Quel rôle peut jouer la science et l'innovation dans les efforts visant à garantir la sécurité alimentaire ? Telle est la principale thématique de la 17e session plénière solennelle annuelle de l'Académie Hassan II des sciences et techniques (du 21 au 23 février à Rabat). Le choix de cette thématique n'est pas fortuit. L'envolée des prix mondiaux des denrées alimentaires déclenchée par la déstructuration des circuits d'approvisionnement, due à la pandémie de Covid-19 et amplifiée par l'impact de la guerre russo-ukrainienne sur les marchés, a remis au goût du jour le débat sur les moyens à mettre en œuvre pour renforcer et préserver la sécurité et la souveraineté alimentaires.

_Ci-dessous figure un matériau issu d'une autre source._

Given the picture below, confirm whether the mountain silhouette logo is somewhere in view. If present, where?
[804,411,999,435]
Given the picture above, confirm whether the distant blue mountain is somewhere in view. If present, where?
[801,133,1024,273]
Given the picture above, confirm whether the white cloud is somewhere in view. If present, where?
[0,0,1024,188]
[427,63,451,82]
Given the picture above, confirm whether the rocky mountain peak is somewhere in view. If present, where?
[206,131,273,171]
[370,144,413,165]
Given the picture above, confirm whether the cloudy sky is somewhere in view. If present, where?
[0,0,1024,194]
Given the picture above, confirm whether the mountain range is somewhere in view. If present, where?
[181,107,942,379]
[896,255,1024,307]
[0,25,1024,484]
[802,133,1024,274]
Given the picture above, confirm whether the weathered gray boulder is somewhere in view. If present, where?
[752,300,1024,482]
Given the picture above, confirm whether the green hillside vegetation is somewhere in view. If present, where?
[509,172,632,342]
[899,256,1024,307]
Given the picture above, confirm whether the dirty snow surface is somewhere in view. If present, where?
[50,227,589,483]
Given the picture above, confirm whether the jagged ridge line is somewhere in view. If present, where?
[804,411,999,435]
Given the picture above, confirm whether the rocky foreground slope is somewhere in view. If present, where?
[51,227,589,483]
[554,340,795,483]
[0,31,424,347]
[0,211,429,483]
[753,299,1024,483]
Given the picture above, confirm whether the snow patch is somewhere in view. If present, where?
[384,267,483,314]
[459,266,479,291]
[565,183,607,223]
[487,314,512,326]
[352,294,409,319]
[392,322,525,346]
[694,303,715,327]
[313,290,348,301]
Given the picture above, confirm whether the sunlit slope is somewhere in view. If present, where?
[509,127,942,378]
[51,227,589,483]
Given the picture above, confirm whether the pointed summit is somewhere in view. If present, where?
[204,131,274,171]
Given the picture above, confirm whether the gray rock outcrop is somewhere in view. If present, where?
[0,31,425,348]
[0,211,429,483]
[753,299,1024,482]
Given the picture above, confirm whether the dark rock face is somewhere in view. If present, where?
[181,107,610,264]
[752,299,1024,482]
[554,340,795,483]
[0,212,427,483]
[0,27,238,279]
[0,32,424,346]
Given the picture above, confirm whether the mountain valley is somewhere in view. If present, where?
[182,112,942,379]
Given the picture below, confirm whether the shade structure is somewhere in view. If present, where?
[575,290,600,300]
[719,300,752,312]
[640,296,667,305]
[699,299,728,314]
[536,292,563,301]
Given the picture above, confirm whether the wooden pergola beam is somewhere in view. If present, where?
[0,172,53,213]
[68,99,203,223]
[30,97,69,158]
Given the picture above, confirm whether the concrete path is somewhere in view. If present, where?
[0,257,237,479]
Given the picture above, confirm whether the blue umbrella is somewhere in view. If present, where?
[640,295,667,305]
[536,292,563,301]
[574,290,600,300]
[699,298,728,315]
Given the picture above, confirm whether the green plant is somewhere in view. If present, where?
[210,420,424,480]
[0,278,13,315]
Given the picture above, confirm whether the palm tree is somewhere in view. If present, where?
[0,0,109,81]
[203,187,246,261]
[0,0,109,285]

Vers la transformation structurelle de la sécurité et de la souveraineté alimentaires
Le Royaume du Maroc, confronté à ces mêmes aléas que le reste du monde, est appelé à relever d'autres défis liés à la dégradation des ressources en terre et en eau, l'impact négatif du changement climatique sur les écosystèmes et les sécheresse répétitives, d'où l'importance de mettre en place des stratégies préventives pour anticiper ces risques. «Le Maroc se doit d'anticiper ces risques et d'agir sans attendre. Il lui faut une stratégie qui a pour point de départ l'identification raisonnée des options et des opportunités d'action», note le secrétaire perpétuel de l'Académie, Omar Fassi-Fehri, dans son discours d'ouverture de cette 16e session. Justement, la science peut jouer un rôle majeur dans la proposition de solutions à même de renforcer la souveraineté alimentaire. «Les progrès scientifiques, les innovations techniques et l'application des technologies numériques peuvent contribuer à une transformation structurelle à grande échelle dans le domaine de la sécurité et de la souveraineté alimentaires», estime M. Fihri. Selon le secrétaire perpétuel de l'Académie, l'agriculture marocaine peut profiter des technologies nouvelles et existantes pour lutter contre le stress biotique et abiotiques, élever la productivité des cultures et du bétail, améliorer la fertilité des sols et assurer l'approvisionnement en eau, ce qui pourra accroître à long terme la quantité et la qualité des aliments produits.
Parallèlement, des innovations telles que les nouvelles méthodes d'analyse, les biotechnologies de correction de séquence génomique et les nouveaux moyens de produire des aliments peuvent faciliter la mise en place de systèmes alimentaires plus efficaces et plus résilients. Les progrès dans les domaines du stockage, de la réfrigération, des transports et de la transformation des produits agricoles peuvent s'avérer également utiles pour agir sur la composante de l'accès à l'alimentation. M. Fassi-Fihri estime par ailleurs que la révolution numérique pourra apporter de réels services à l'agriculture via l'exploitation de données par le biais du développement de l'intelligence artificielle, permettant ainsi d'optimiser les intrants agricoles et d'assurer par conséquence la sécurité alimentaire.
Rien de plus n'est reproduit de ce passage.